Before I leave, I want to thank all of for the well wishes and all the birthday wishes. You all are freaking amazing. You honestly care and I truly appreciate it.
Hope to see ya'll ALL summer. In order for that to be possible you gotta get those season tickets. You don't want to REALLY see me cry do you? 49 days yall...lol.
Hey Mystic fans! I hope all is well and that you are getting just as excited as I am about the season. I know you all have heard the news about my surgery and I can't be more disappointed. Disappointed because my main reason for staying home instead of playing overseas was to make sure everything was right. After Christmas my body was feeling great, I was getting great workouts in with Coach Plank, Riss, and some practice guys (shout out to Tye and Clint), then it happened. I sprained my ankle yet again in March and that did it. But that's life! I accept every situation and challenge that is thrown my way with open arms. "A setback is only a setup for a comeback," right?
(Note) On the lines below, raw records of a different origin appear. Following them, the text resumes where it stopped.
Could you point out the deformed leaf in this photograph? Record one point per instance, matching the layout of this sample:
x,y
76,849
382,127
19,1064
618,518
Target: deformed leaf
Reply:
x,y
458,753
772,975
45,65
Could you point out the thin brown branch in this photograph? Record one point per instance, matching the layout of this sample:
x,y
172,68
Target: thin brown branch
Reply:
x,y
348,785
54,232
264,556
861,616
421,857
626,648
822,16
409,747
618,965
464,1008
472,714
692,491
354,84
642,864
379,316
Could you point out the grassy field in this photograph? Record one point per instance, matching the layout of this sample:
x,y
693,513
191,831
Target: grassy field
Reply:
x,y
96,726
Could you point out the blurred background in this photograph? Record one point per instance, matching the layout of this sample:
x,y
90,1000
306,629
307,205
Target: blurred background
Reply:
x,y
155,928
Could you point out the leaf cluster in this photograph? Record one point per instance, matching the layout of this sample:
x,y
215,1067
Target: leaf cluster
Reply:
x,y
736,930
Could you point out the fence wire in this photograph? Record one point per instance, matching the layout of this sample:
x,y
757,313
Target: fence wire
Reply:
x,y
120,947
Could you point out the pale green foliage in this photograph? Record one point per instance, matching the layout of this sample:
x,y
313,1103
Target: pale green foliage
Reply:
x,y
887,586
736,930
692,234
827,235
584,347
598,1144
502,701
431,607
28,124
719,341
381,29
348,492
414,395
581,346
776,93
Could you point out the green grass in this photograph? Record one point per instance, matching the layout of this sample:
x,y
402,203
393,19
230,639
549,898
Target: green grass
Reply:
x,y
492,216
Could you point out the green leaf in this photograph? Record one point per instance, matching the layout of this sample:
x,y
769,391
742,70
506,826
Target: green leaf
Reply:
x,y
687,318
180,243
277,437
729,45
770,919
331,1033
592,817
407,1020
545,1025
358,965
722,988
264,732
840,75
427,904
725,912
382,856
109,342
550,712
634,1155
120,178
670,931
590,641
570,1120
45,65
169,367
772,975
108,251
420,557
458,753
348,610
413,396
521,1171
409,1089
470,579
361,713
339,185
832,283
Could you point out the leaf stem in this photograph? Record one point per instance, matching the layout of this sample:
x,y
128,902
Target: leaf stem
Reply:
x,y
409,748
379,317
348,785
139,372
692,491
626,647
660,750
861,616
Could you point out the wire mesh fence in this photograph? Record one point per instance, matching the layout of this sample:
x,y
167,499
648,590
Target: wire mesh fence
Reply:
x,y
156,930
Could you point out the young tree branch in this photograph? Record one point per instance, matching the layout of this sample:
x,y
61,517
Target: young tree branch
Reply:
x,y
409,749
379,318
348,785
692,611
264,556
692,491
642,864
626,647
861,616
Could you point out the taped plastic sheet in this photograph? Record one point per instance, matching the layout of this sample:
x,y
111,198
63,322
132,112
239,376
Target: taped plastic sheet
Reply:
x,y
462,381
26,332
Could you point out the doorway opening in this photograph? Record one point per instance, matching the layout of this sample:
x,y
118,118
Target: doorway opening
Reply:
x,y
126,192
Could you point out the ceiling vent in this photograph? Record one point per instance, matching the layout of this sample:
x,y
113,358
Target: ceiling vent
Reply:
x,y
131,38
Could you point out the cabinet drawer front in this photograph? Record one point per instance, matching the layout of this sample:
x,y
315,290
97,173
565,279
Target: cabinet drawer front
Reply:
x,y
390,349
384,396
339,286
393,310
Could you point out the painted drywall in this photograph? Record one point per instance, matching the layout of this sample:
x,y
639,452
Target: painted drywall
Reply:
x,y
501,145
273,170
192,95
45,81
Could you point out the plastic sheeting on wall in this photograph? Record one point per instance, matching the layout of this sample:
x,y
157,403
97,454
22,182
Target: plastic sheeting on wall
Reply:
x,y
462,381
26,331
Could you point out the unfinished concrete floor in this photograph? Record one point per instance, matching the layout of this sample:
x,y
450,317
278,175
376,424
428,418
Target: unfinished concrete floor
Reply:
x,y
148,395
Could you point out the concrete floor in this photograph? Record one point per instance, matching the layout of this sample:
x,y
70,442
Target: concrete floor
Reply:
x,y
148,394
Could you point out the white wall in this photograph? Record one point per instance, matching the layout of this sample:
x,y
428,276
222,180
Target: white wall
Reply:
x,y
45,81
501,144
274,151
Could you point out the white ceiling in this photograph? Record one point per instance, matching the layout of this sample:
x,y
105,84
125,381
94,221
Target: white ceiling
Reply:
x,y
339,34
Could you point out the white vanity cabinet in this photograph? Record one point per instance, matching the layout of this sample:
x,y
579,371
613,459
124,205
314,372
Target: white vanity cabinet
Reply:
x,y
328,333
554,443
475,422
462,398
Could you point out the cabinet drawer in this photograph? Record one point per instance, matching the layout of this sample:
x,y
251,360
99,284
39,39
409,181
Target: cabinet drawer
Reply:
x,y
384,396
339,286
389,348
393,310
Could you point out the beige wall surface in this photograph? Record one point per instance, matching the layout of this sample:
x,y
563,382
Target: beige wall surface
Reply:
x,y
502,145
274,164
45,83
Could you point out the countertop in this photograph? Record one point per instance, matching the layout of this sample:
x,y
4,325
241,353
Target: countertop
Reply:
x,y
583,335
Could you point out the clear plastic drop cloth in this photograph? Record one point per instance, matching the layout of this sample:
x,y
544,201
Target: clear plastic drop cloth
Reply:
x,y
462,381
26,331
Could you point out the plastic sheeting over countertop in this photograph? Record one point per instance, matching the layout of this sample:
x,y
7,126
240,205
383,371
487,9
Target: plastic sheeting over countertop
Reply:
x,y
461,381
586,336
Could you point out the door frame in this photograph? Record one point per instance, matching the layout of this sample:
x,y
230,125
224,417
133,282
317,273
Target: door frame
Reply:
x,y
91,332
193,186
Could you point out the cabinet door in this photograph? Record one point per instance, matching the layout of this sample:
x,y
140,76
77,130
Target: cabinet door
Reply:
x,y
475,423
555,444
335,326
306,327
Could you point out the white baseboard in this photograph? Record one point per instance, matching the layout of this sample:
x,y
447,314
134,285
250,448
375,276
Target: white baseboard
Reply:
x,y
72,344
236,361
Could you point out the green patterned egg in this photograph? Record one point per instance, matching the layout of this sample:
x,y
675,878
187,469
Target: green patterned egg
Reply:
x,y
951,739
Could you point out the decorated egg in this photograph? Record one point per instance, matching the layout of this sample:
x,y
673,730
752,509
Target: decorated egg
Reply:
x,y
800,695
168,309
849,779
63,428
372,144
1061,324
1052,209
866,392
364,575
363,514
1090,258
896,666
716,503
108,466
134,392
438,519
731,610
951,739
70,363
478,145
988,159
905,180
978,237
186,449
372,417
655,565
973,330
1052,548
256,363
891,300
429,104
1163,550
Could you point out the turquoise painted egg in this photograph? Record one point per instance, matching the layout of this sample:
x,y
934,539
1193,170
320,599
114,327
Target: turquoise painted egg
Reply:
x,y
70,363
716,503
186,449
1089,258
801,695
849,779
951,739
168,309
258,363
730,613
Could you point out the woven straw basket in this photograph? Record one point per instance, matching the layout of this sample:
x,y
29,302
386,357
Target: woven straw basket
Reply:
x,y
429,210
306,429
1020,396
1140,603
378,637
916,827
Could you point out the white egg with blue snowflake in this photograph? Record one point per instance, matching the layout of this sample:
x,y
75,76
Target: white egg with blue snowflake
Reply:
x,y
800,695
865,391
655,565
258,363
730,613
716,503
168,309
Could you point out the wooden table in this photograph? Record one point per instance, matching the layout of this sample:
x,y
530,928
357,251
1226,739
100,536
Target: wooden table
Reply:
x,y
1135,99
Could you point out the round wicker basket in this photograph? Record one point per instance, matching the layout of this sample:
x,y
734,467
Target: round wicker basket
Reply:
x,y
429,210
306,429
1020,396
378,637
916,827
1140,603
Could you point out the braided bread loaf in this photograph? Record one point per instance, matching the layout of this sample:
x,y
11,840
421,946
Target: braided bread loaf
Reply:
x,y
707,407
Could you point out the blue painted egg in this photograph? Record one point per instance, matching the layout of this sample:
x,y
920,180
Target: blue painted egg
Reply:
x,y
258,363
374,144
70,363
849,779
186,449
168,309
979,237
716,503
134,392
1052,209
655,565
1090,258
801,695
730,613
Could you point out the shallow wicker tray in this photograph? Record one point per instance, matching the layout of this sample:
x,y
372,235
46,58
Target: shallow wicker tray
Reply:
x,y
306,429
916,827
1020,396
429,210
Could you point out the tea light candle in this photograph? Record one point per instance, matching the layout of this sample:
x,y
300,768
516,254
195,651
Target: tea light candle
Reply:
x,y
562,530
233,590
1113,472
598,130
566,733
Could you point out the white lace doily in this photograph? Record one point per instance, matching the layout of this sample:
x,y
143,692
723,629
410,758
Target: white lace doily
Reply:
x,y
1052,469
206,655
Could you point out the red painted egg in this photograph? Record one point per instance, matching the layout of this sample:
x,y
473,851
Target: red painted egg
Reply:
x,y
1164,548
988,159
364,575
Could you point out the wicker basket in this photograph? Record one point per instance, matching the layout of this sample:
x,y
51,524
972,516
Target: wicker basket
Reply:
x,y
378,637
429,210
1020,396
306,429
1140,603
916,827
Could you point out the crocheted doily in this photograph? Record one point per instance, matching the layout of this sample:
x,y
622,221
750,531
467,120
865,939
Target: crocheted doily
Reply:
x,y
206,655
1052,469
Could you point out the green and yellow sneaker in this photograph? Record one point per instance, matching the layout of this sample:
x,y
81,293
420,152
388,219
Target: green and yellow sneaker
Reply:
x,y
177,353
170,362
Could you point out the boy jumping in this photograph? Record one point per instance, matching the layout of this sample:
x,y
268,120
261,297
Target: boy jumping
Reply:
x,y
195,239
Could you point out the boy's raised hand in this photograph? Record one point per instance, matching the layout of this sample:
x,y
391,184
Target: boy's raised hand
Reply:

When I first heard the news, the one thought that came to mind was my teammates, then Tamika Catchings. I said to myself, if Tamika came back from and an Achilles rupture then I can come back from this. My injury is considered a grade (by 1%) below an Achilles rupture. My tendon was torn and did not rupture, but because they had to touch the actual tendon its makes the recovery process the same length as a rupture.
I thought about my teammates, simply because they are my heart. Everything I do, I do with my teammates in mind, winning for them and not letting them down. This is going to be an exciting year and I can feel it. Its going to be the year where Monique Currie will show you what she's been showing us (her teammates and coaches in practice) all along. Marissa Coleman is healthy and will be that player that so many of you expected her to be last year, but even better! She's looked awesome during work outs and our pre season game against New York. Matee Ajavon, will get a chance to show you that she's that player. She will get that chance to be what she's destined to be. Katie Smith will be the Olympian that she is, Linds will be as solid as ever and of course the posts are going to hold their own! So, you see, I take everything that you and others may consider a negative and turn it into a positive right away.
As for me, I am doing great. Mentally I'm smiling every single day and have an understanding that things happen for a reason. Physically, well, I¡¦ve had a few tough nights getting through the pain, but what are those nice white "candies" for. I hate the way they make me feel, yet I love how the pain goes away whoop whoop, lol.